For relatively small catalogs (less than 1 million objects), the geometry method should have good performance.

For larger catalogs, you can improve querying performance tremendously by defining a healpix_nside on the catalog, and setting this query method to SpatialQueryMethod.HEALPIX

exists

exists() -> bool

Returns true if the catalog path exists, else False.

download

download(silent: bool = False)

Downloads the catalog from its URL to its path

download_if_not_exists

download_if_not_exists(silent: bool = False)

Downloads the catalog only if it doesn't already exist at its path

healpix_ids_from_extent

healpix_ids_from_extent(extent: Polygon | MultiPolygon) -> list[int]

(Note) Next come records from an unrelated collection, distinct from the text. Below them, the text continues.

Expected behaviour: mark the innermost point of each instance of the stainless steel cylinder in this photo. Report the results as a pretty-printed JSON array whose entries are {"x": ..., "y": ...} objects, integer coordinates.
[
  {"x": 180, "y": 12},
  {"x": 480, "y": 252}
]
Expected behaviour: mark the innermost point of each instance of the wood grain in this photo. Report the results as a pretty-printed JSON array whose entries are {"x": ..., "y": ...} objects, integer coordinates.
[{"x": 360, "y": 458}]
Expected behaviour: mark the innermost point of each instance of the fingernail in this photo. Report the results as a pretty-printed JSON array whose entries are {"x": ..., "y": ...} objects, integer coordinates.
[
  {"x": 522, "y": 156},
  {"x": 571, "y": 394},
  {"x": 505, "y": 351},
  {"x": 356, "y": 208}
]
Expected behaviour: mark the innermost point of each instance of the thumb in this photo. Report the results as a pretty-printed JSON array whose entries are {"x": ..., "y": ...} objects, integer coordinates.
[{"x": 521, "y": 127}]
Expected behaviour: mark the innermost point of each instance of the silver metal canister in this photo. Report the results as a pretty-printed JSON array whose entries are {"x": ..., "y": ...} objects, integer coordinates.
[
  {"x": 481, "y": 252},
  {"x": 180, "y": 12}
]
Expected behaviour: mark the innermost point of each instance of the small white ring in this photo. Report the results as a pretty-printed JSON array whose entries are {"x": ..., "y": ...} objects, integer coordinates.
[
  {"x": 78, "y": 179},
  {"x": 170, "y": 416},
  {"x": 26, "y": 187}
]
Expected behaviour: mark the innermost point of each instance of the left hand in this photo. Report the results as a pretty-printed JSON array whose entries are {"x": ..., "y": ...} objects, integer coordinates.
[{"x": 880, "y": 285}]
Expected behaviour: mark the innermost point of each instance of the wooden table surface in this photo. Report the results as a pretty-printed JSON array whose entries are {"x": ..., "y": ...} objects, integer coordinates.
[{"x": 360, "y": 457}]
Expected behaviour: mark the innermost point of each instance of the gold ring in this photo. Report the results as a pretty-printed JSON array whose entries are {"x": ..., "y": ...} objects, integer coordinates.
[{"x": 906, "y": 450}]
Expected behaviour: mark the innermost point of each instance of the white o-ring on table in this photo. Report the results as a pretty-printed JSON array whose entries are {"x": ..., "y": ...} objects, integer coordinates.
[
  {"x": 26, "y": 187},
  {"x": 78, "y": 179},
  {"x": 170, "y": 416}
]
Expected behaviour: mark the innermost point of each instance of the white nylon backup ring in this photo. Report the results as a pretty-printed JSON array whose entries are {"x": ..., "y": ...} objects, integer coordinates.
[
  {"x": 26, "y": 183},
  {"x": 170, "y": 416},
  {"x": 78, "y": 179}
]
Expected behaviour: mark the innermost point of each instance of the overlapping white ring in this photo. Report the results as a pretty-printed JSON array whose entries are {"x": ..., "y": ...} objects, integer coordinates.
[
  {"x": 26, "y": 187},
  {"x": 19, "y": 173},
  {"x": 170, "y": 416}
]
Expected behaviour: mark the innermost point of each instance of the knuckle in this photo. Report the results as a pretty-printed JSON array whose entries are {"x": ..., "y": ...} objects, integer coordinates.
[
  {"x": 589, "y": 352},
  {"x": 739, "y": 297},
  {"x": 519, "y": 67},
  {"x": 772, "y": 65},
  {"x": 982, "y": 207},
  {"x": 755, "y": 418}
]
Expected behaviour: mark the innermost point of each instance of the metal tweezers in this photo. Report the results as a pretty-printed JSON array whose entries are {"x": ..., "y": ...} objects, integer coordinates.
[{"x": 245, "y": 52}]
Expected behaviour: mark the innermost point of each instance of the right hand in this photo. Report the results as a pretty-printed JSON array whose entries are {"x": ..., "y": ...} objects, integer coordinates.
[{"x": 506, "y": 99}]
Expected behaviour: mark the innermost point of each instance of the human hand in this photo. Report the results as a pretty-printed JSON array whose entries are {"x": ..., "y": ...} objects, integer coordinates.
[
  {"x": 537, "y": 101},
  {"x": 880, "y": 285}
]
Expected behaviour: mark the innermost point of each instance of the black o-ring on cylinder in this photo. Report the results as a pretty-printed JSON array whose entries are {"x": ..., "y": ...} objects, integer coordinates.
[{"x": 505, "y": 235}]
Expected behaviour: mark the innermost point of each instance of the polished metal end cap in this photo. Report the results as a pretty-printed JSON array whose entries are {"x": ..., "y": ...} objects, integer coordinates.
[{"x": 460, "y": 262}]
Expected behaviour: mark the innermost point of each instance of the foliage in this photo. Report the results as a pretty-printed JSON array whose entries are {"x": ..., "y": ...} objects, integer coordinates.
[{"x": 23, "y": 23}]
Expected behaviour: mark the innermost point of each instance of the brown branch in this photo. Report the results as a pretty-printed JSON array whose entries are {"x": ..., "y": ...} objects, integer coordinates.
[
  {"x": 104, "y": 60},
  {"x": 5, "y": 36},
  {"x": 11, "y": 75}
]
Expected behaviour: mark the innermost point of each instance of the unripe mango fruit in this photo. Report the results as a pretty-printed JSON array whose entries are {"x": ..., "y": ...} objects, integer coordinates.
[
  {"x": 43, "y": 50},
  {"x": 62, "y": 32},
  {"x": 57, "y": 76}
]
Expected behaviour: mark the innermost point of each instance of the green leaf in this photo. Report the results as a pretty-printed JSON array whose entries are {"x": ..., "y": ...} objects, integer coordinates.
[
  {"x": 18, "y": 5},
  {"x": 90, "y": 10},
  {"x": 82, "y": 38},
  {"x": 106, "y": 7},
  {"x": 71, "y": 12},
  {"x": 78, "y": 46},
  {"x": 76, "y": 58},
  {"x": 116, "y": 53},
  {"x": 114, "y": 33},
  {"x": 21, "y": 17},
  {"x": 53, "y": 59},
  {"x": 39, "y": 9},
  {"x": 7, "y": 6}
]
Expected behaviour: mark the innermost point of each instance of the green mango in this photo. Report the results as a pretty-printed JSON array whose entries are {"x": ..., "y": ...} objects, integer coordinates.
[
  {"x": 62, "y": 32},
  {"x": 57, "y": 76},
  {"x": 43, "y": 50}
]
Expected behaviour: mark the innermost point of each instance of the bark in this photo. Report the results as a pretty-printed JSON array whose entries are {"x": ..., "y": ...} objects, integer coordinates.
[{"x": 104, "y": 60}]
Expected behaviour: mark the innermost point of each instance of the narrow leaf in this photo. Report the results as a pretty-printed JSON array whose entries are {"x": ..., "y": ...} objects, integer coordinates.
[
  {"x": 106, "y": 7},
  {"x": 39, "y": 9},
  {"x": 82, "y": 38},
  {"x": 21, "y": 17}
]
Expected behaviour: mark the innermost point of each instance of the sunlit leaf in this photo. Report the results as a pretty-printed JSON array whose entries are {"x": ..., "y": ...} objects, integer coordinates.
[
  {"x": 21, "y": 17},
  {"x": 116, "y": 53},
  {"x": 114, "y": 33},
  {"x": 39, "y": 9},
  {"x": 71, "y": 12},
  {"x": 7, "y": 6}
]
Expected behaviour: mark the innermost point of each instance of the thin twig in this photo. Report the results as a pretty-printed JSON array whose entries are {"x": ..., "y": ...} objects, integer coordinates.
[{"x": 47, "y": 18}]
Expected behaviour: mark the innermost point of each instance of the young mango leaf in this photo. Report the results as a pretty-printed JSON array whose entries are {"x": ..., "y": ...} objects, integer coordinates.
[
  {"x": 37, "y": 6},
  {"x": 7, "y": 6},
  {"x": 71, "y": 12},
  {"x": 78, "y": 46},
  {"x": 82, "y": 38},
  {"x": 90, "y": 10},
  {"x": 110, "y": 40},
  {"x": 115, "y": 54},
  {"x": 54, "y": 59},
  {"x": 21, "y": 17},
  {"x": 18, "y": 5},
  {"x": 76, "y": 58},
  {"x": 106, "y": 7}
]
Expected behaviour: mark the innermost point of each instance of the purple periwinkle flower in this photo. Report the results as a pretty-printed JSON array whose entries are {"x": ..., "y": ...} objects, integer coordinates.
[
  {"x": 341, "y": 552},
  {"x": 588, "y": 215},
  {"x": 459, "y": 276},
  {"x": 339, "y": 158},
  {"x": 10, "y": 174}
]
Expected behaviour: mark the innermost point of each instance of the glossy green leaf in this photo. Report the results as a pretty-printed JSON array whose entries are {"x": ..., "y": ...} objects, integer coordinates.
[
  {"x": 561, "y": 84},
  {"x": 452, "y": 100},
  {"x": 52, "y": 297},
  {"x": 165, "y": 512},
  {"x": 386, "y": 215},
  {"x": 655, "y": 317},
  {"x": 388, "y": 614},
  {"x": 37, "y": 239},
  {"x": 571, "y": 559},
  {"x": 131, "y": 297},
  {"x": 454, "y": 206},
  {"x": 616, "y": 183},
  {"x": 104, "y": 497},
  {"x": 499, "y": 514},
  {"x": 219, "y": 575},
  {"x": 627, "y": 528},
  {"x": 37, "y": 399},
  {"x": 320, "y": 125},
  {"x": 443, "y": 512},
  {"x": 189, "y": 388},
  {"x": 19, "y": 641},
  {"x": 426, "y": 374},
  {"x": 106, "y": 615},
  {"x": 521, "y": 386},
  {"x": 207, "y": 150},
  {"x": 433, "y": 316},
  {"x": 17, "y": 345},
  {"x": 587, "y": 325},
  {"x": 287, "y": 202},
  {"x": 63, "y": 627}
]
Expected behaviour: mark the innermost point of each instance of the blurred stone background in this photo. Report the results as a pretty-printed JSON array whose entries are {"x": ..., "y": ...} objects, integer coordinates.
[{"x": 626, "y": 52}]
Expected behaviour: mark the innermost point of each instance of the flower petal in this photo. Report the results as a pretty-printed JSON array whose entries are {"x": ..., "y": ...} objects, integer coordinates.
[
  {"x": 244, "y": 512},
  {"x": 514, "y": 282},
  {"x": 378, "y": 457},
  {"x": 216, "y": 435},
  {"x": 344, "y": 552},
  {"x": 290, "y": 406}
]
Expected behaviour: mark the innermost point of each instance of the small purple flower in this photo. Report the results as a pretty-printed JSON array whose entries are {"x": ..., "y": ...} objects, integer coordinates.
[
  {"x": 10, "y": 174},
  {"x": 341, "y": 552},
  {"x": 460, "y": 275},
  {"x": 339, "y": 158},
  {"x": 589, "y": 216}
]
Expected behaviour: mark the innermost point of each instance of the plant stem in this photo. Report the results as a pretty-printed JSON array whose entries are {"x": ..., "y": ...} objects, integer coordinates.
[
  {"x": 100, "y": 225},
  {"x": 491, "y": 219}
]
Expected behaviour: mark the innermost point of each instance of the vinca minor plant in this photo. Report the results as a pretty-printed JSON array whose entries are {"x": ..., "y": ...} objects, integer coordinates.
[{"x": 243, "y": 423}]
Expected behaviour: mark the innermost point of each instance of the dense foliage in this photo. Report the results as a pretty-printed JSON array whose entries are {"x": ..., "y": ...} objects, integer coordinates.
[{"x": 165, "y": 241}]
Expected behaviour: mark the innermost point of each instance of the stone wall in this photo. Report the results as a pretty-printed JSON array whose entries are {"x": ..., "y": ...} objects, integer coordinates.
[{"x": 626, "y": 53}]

Returns HEALPix ids from a given polygon or multipolygon

Parameters:

  • extent (Polygon | MultiPolygon) –

    Polygon or multipolygon to get the HEALPix ids for

Returns:

  • list[int]

    List of integer HEALPix ids that are in the geometry (inclusive)

build

build(
    objects: Iterable[SkyObject],
    chunk_size: int = 1000000,
    columns: list[str] = None,
    partition_columns: list[str] = None,
    sorting_columns: list[str] = None,
    compression: str = "snappy",
    row_group_size: int = 200000,
) -> None

Creates the catalog from an iterable of sky objects. Output is one or more Parquet files.

Parameters:

  • objects (Iterable[SkyObject]) –

    Iterable that contains the sky objects for the catalog

  • chunk_size (int, default: 1000000 ) –

    Max number of objects to write per file

  • columns (list[str], default: None ) –

    List of columns to include in the catalog. Only the columns in this list will be written to the Parquet files.

  • partition_columns (list[str], default: None ) –

    List of columns to create Hive partitions for

  • sorting_columns (list[str], default: None ) –

    List of columns to sort by

  • compression (str, default: 'snappy' ) –

    Type of compression to use -- this is passed directly to PyArrow's Parquet writer.

  • row_group_size (int, default: 200000 ) –

    Row group size for the Parquet files

starplot.data.catalogs.SpatialQueryMethod

Options for spatial querying method

GEOMETRY class-attribute instance-attribute

GEOMETRY = 'geometry'

Use the geometry field

HEALPIX class-attribute instance-attribute

HEALPIX = 'healpix'

Use the healpix_index field